# MAccel-sim: A multi-gpu simulator for architectural exploration

Christin Bose, Cesar Avalos, Junrui Pan, Mahmoud Khairy\*, Timothy Rogers

Elmore Family school of Electrical and Computer Engineering

Purdue University

West Lafayette, IN, USA

\*Currently at AMD Research

Abstract—Graphical processing units (GPUs) have found use in plethora of modern day applications such as machine learning and data analytics. GPU architectural simulators have been built to enable hardware-software codesigning to extract peak performance and performance per watt from such architectures. Many applications such as recommendation models and graph neural networks benefit from the use of multi-GPUs to scale up the size of the workload and/or processing throughput. Current opensourced GPU architectural simulators have traditionally not been able to efficiently model multi-GPU workloads that can cater to a wide variety of applications. In computer architecture, it is no secret that innovation is often powered by the industry. However, the simulation tools used by industry are often closed sourced and hence limiting in the goal to democratize architectural research. This paper proposes an initial design of MAccel-sim that extends Accel-sim to model a multi-GPU system.
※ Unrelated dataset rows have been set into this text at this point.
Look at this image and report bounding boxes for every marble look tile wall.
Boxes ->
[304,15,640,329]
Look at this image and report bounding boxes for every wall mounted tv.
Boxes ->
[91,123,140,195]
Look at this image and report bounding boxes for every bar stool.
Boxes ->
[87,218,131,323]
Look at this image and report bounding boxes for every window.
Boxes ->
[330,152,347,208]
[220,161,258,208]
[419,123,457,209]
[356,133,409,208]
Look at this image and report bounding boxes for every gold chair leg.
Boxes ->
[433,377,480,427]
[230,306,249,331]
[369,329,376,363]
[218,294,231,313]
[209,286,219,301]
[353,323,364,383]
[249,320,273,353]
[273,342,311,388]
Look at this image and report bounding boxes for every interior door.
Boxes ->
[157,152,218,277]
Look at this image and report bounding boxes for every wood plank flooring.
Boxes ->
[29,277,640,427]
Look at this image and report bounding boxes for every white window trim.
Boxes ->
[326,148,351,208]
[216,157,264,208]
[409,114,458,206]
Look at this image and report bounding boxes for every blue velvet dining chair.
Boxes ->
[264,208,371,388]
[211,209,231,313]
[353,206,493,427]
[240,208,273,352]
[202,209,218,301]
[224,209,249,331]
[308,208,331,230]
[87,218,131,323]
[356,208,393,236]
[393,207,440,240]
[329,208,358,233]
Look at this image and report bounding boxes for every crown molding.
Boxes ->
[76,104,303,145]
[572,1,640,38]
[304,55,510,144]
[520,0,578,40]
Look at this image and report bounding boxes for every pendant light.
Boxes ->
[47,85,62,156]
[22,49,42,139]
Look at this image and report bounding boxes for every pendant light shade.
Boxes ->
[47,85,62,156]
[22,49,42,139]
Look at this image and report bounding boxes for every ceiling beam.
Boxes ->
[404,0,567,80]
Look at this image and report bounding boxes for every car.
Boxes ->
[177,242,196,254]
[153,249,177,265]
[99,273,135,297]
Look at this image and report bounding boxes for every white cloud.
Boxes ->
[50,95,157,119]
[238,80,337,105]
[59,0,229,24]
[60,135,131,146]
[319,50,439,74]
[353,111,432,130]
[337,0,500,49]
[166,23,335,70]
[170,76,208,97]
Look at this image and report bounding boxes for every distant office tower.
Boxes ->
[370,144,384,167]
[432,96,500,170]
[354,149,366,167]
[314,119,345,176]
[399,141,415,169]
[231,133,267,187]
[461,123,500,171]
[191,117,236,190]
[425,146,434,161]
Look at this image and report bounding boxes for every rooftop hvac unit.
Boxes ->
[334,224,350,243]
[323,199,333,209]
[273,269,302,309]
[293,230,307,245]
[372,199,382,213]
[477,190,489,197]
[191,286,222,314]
We highlight the limitations of popular state-of-the-art GPU architectural simulators and propose a novel trace-based simulation tool that enables end-to-end simulation of workloads running popular machine learning frameworks like Pytorch or Tensorflow. To conclude, we present correlation studies performed using benchmarks running on a 4xV100 GPU system. We aim to open-source this work to democratize architectural studies and further push the envelope of GPU research.

Index Terms—GPU architecture, modelling, Multi-GPU systems, NVbit

# I. INTRODUCTION

GPUs have been used to accelerate workloads that are commonly used in deep learning and exascale computing systems. Typically, such workloads exhibit high levels of implicit parallelism and hence are amenable to increased performance scalability as long as GPUs can scale their hardware resources. Emerging types of workloads such as recommendation models and graph neural networks often have memory footprints that are much larger than what a single GPU can provide and hence are often deployed in a multi-GPU system.

To enable hardware-software optimizations for a multi-GPU system and also test out novel architectural ideas, it thus becomes imperative to have a simulator that supports multi-GPU modeling without compromising much on simulation speed. However, while various single GPU architectural simulators have seen continued popularity in the open-sourced community, options for multi-GPU simulators are limited. The prime simulation frameworks to explore multi-GPU architectural ideas in recent top conference venues are [6] and [5].

While simulators from the industry are often flexible and fast (for eg: [6]), they are closed-sourced and hence not available to the broader community. While primarily based on the AMD ISA, MGPUsim [5] requires workloads to be custom re-written which limits the flexibility of such simulators for new workloads. An ideal key feature of a simulator would be to simulate kernels based on representative GPU traces through a popular programming framework such as Pytorch or Tensorflow. GPU microarchitectural bottlenecks on emerging workloads can be identified by being able to simulate the full stack of kernels generated on real traces. Deployment on a multi-GPU system brings with it a whole suite of inter-GPU communication patterns (for eg: through peer-to-peer (P2P) memcopies or NCCL [3]). A recent study [4] reveals that communication will play an increasingly large role (40-75%) in a distributed training setup as model parameters continue to scale. Thus a true multi-GPU simulator must take into account such communication primitives which are commonly used during distributed training of machine learning models.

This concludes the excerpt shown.